Holocaust (Return of Cultural Objects) (Amendment) Act 2019
- Parliament of the United Kingdom
- Long title: An Act to prevent the Holocaust (Return of Cultural Objects) Act 2009 from expiring on 11 November 2019.
- Citation: 2019 c. 20
- Introduced by: Theresa Villiers (Commons) Lord Sherbourne of Didsbury (Lords)
- Territorial extent: England and Wales; Scotland;

Dates
- Royal assent: 4 July 2019
- Commencement: 4 July 2019

Other legislation
- Amends: Holocaust (Return of Cultural Objects) Act 2009

Status: Current legislation

History of passage through Parliament

Text of statute as originally enacted

Revised text of statute as amended

Text of the Holocaust (Return of Cultural Objects) (Amendment) Act 2019 as in force today (including any amendments) within the United Kingdom, from legislation.gov.uk.

= Holocaust (Return of Cultural Objects) (Amendment) Act 2019 =

Act of the Parliament of the United Kingdom

The Holocaust (Return of Cultural Objects) (Amendment) Act 2019 (c. 20), introduced by Theresa Villiers under the Ten Minute Rule, stopped the Holocaust (Return of Cultural Objects) Act 2009 from lapsing.

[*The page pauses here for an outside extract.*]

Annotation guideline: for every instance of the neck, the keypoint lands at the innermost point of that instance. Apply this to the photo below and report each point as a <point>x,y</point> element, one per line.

A legislative consent motion was agreed by the Scottish Parliament as introduced by Fiona Hyslop on 8 May 2018 to fulfill the requirement of the Sewel convention.

== Background ==
The act repealed the 'sunset clause' (in section 4(7)) of the Holocaust (Return of Cultural Objects) Act 2009 which would have meant the act would have expired after 10 years. This means the Spoliation Advisory Panel – a non-departmental public advisory body on claims for restitution of cultural property looted during the Nazi era – continues to function.